Here’s an all too common scenario from the “cloud chronicles.” A virtual machine that has been operating just fine for days, and has 50 other identical twins with the same configuration, starts to exhibit problems. Slow virtual disk performance. Network brown-outs. Disconnecting and reconnecting within it’s functional cluster. Monitoring systems alert on degrading performance, and the knee-jerk response is to jump on the box (nee VM) and start to troubleshoot the issue. The problem is, spending any time troubleshooting an anomaly in the “cloud” is the wrong reaction. In the cloud, the first response, when a node starts to exhibit erratic behavior, should be to replace, not fix.
Replacing, instead of fixing, goes against the ingrained habits of over two decades of entrenched IT best practices.

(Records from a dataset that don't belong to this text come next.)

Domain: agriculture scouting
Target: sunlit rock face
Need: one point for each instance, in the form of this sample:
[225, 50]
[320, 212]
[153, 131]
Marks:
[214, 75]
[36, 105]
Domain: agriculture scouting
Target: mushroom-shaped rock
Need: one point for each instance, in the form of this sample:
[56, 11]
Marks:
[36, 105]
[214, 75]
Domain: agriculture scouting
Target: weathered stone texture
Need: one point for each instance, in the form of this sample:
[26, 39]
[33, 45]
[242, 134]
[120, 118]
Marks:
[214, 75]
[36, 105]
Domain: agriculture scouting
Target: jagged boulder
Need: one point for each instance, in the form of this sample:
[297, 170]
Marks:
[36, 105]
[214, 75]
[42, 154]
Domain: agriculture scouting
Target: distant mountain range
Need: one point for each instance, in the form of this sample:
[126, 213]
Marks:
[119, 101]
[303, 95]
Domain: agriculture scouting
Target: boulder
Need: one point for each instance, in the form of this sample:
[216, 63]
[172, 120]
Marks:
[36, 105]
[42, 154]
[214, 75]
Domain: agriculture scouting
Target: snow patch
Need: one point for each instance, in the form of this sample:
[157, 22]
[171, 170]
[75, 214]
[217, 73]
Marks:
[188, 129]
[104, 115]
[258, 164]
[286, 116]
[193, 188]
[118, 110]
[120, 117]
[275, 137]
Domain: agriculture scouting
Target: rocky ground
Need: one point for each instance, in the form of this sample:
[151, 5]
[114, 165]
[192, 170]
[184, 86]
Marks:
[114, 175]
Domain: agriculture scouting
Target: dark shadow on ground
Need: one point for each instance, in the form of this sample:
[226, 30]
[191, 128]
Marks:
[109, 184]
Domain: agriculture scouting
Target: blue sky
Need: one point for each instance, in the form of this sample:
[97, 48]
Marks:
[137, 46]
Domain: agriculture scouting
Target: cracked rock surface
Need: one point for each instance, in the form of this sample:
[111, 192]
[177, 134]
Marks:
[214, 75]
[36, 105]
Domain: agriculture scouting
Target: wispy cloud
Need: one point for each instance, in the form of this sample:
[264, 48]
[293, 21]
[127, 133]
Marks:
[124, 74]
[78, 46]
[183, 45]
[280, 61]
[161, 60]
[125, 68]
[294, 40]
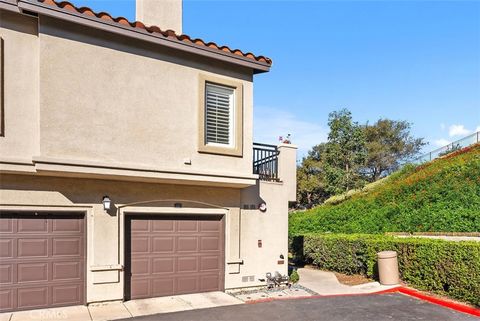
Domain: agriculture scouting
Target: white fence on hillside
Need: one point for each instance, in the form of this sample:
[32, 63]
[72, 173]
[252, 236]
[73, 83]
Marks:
[456, 145]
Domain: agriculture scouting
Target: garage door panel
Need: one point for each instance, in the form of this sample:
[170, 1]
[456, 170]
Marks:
[187, 244]
[141, 266]
[187, 285]
[6, 225]
[210, 243]
[140, 288]
[187, 226]
[140, 245]
[209, 263]
[163, 265]
[32, 272]
[187, 264]
[42, 261]
[61, 225]
[209, 226]
[163, 244]
[67, 246]
[6, 273]
[163, 226]
[32, 225]
[162, 287]
[32, 297]
[6, 248]
[140, 226]
[34, 247]
[186, 255]
[209, 282]
[6, 299]
[67, 270]
[67, 294]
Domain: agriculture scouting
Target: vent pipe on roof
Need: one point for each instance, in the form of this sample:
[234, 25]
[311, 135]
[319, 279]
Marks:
[165, 14]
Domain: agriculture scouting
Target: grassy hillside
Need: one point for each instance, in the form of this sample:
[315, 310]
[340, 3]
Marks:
[439, 196]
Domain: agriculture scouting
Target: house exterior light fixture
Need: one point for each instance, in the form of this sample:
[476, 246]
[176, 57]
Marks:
[262, 207]
[106, 203]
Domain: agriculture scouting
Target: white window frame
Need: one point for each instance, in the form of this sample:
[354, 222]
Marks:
[232, 109]
[235, 146]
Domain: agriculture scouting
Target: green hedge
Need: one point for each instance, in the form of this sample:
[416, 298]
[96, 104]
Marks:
[443, 267]
[440, 196]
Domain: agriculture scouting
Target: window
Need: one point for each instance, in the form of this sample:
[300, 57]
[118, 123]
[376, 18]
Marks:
[220, 116]
[219, 113]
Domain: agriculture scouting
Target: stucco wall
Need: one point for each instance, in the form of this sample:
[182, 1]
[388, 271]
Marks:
[21, 91]
[114, 100]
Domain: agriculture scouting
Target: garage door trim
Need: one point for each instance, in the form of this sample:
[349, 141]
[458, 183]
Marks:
[128, 217]
[48, 215]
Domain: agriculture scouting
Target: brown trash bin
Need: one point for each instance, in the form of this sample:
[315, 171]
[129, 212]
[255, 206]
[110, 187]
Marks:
[388, 268]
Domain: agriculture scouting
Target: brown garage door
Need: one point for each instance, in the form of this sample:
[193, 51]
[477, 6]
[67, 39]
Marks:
[173, 255]
[42, 261]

In the pre-cloud world, when real hardware was the base, we had to “fix IT” because replacing was too expensive and not practical. There was not an endless pile of spares lying about for a “replace IT” mindset.
But in the cloud, with, in theory, nearly infinite CPU, the remediation to an errant node should be to immediately replace, and move on.
Why Is This?
Because there are too many causes beyond our control at the OS level in a cloud environment. Think of the cloud like living in a high-rise building. Each unit in the building, just like each cloud customer, can have whatever interior they want, but there are also massive shared resources in the building. So while our interior may be a candidate for the next architectural digest cover, our neighbor could “kill our chill” with a too-loud stereo boom box. The cloud suffers from the noisy neighbor problem just like our theoretical high-rise. But in the cloud, we can choose to move and jump back into the random lottery for a new unit. We can’t change the building, but we can change the location within the building.
Of coure, you need the right cloud-centric architecture to be able to simply “replace IT” instead of “fix IT.” Having cloud-dexterity is critical to operating a successful cloud deployment.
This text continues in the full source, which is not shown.